An interesting issue appeared for me recently. What happens when after a server crash / restart, Essbase refuses to start? The service shows Running, but Essbase isn’t listening and not responding. The start attempt produces no errors, no logs, it simply does not start. OPMN has been part of the Essbase stack for a few years now. However, because of how seamlessly it tends to work and manage the service, most people don’t even notice it’s there. But it’s there, making sure Essbase is running and (if you’re clustering) that only one node runs at a time.
OPMN starts Essbase, stops Essbase and monitors Essbase. This allows it to run on several servers, report back to Foundation and allow Foundation to determine if a failover is necessary. But understanding this, some unseen behavior comes into play.
What happens if OPMN crashes (not Essbase)? How does it recover? What happens if it doesn’t and how do you see that or fix it?

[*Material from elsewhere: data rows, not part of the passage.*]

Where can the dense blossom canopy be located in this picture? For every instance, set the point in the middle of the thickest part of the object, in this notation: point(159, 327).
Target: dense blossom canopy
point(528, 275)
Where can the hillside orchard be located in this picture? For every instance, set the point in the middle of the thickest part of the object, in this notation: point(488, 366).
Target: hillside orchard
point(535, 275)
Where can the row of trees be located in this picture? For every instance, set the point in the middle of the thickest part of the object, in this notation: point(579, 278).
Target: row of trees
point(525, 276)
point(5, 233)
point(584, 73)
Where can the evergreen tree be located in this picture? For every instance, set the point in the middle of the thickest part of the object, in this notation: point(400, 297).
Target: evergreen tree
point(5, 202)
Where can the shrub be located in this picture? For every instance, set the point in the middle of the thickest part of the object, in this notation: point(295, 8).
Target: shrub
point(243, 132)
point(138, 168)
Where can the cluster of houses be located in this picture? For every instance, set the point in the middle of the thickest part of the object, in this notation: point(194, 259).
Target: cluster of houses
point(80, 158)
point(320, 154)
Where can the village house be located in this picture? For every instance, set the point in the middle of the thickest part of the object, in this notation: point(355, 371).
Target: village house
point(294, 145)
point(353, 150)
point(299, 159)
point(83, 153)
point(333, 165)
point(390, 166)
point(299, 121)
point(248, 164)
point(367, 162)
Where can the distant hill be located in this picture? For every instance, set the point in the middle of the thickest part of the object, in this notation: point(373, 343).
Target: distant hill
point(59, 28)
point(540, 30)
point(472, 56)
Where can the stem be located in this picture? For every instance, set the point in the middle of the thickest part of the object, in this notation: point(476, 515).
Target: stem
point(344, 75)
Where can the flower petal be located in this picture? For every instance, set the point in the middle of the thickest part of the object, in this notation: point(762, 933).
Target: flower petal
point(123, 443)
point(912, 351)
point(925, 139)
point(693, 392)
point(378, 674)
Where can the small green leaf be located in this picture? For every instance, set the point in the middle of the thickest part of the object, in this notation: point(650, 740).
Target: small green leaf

Located in your instance’s bin directory (i.e. D:\Oracle\Middleware\user_projects\epmsystem1\bin), you will find opmnctl (.bat or .sh – depending on if you are on Windows or UNIX). This utility can be used to see the actual Essbase status (the Service in the control panel is actually the OPMN service that controls Essbase, not Essbase itself), if it’s a cluster, it will report which node is up, which one is down, etc. It also allows you to stop or start a controlled service.
The OPMN service uses the configuration found in the config directory (i.e. D:\Oracle\Middleware\user_projects\epmsystem1\config\opmn) to direct startup, but ALSO to hold component status information through a restart.
Now with this background we can look under the hood when things go wrong. Remember the Essbase “service” (actually OPMN) is running, but Essbase is down. Open a command prompt and navigate to the bin directory (i.e. D:\Oracle\Middleware\user_projects\epmsystem1\bin), then run ‘opmnctl status’. This will (or at least should) show the actual status of the Essbase process. In my example, I get:
Processes in Instance: EPM_DEMO
---------------------------------+--------------------+---------+---------
ias-component | process-type | pid | status
---------------------------------+--------------------+---------+---------
Essbase1 | EssbaseAgent | 899 | Down
Note that a PID is listed, but the process is down. We try to start the Essbase instance with ‘opmnctl startproc ias-component=Essbase1’ and it rejects the command, saying Essbase is already running. That’s a huge flag! The status is down, but when you try to start it, it says it’s running.
Next step will be to see what’s actually running on PID 899. Open Task Manager, add the PID column and sort (on UNIX, use ps -e | grep <PID>). In my instance, I found “wininit.exe”, a core Windows service.
OK so we have OPMN, thinking Essbase is running on a PID that is in use by something else. If the process was a non-critical item, we could simply kill the process, clearing the 899 PID, but in this case, it was a core process (or it could be something equally undesirable to kill). Either way, killing the process is not an option in this example.
So how do we clear this? Restarting OPMN doesn’t clear it (and with this error, you will find stopping and starting OPMN take a very long time – after all, it’s trying to stop Essbase when it’s not running and has to time out).
The way to fix this is by removing the memory of the process while OPMN is down.
- Stop the Essbase (OPMN) service
- Navigate to the OPMN status folder in the config directory (i.e. D:\Oracle\Middleware\user_projects\epmsystem1\config\OPMN\opmn\states)
- You should find one or more files starting “p” (do NOT touch the .opmndat file). If there is more than one, open each of them and look for the one containing the PID that Essbase reports up on. If there is only one, you can skip that step.
- Delete the “p” file containing the PID that is a problem
- Start the Essbase (OPMN service)
- Verify Essbase starts correctly again
There are quite a few safeguards against the above scenario, however a combination of OPMN stopping abruptly, combined with bad luck on PID assignment can leave you high and dry. This gets you moving again.